Kayode Garwood, the Manchester man convicted of the 2011 murder of his ex-girlfriend's 11-year-old brother, Tareek Gregory has been sentenced to life in prison. He must serve at least 26 years before he becomes eligible for parole.

Justice Chester Stamp handed down the sentence in the Manchester Circuit Court yesterday. "You must have a long time to think about what you have done," Stamp told Garwood.

Tareek's sister, Denisha Gregory, in 2014, pleaded guilty to manslaughter and was sentenced to four years in prison.

Garwood, 28, showed no emotions as Stamp committed him to prison for fatally slashing the throat of Tareek Gregory in Harmons district.

In a statement, which he gave to the police, Garwood said he held the boy's throat and "squeeze ee until him knock out."

"When him knock out, mi tek up di knife and cut him throat, and when time him wake up back, mi hear him a blow. Him could hardly blow," he recounted.

"Denisha come to mi an seh 'him no dead yet', and shi come an give mi one bat and seh mi fi lick him wid it and mi lick him inna him head two time. After, Denisha tell mi seh him nuh dead yet, mi cut him throat again, then mi lick him inna him head wid di baton."

Stamp said there were no words to describe the "unspeakably awful" murder that took place.

 

NO EXPLANATION

 

He referred to Garwood's act as callous, cold and pitiless, and added that there was nothing in the social-enquiry report that would even help to explain the reason for such an act.

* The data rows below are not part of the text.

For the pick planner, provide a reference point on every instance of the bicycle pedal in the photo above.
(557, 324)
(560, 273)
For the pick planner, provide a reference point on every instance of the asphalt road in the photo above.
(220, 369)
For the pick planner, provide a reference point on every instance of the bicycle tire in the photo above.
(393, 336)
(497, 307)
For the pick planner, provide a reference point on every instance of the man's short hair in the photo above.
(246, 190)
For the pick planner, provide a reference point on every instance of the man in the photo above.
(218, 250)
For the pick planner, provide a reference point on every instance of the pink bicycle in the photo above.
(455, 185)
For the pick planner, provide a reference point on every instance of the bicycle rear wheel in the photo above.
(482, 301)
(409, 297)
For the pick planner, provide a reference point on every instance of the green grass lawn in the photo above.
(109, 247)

"You cut his throat and he was blowing and struggling and you went at it again. You covered his face with a plastic bag and when he tore it off you stabbed him and then hit him in the head with a baton ... You showed no mercy!" Stamp said.

Reacting to criticisms about the four-year sentence which Gregory received, the Director of Public Prosecutions, Paula Llewellyn, has said her office would have recommended a longer sentence for Gregory if the law had allowed for her to do so.

She explained that as a matter of law, where there is credible medical evidence showing that at the time of the murder, the accused person was not in a "psychiatrically sound" state of mind, there is clear legal authority that would allow prosecutors to accept a plea of not guilty of murder, but guilty of manslaughter by reason of diminished responsibility.